Studies show that environmental factors like temperature, backscatter, and current flow have a complex impact on the habitat of Hawaiian gold coral. These elements are crucial in influencing the coral's distribution and colony density throughout Hawaii's many coral patches. This coral's distribution and dependency on various environmental factors allows for the creation of a complex habitat and the supporting of diverse marine life.

== Ecological role ==
The Hawaiian gold coral is parasitic, as it colonizes a host colony. Coral recruitment, or the process where floating coral larvae attach to a substrate and establish themselves, is a limitation for deep sea coral survival. Their dependence on another coral as a host makes this process even more complicated. As it grows, its protein skeleton completely absorbs and overtakes the host colony. Gold corals most often use bamboo corals as hosts, which grow much faster and are much shorter-lived.

The species provides an important habitat for invertebrates and fish because of its dominance at its depth in the Hawaiian Archipelago. A study from 2006 found that waters with gold corals support a larger density of fish than areas that lack the species, however there is not yet clear evidence that the existence of a gold coral colony causes an aggregation of fish. Gold coral trees have also been evidenced as habitats for deep-water eels and galatheid crabs.

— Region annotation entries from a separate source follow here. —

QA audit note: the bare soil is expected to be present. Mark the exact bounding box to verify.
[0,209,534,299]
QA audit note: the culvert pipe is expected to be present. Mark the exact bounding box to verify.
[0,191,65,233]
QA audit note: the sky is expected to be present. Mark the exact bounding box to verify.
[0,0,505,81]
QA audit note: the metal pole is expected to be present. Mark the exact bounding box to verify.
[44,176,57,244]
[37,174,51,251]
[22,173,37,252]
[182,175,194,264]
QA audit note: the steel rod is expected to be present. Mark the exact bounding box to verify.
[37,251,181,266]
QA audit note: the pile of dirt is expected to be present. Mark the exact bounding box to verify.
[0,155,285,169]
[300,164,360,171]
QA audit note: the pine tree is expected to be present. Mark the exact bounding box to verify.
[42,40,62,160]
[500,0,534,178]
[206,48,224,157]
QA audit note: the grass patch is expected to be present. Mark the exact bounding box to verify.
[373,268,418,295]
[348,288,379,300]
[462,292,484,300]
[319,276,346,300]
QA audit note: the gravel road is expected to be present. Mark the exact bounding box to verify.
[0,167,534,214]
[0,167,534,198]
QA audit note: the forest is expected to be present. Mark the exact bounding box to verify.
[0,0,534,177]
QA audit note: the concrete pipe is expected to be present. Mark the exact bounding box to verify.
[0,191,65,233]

A parasitic barnacle, cirriped of the infraclass Acrothoracica, has been found on Hawaiian gold coral polyps. More information is still needed to determine the interaction between the two species.

==In Jewelry==
Gold coral is prized in jewelry making for its iridescent qualities, which are similar to tiger's eye. The jewelry trade in fact added to scientists' knowledge of the corals' parasitic characteristics, as when large colonies were collected for jewelry making, they discovered that bamboo corals are a common host for gold coral colonies.

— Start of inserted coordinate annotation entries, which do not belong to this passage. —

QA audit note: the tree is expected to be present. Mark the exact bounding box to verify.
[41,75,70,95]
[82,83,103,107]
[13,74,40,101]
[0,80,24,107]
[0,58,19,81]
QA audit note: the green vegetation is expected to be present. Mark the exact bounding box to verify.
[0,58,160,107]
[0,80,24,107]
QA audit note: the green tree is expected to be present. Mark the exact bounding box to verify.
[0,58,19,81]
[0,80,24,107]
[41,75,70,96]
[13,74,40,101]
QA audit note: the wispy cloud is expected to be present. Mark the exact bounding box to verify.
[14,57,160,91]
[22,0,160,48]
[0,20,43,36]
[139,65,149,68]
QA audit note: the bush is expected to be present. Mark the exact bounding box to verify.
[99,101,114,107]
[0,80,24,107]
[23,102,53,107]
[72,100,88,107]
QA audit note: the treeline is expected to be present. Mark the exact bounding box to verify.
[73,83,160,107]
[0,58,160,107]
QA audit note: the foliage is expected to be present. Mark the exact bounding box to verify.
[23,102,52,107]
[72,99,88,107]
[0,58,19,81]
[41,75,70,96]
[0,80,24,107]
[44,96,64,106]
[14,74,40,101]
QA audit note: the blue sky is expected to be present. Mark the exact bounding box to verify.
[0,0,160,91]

The skeletons of such corals and the jewelry made from them are highly valuable. However, unprocessed skeleton materials are no longer commercially harvested in Hawaii, making them extremely rare. NOAA fisheries has a moratorium on gold coral harvest around the U.S. Pacific Islands, which was recently extended to June 30, 2028. Because the coral is slow-growing, and more research is required on its ecological role and status, this extension prevents overfishing and destruction of the ecosystem before more is known about it. International trade therefore primarily consists of jewelry made from pre-moratorium stock, which may be decades old.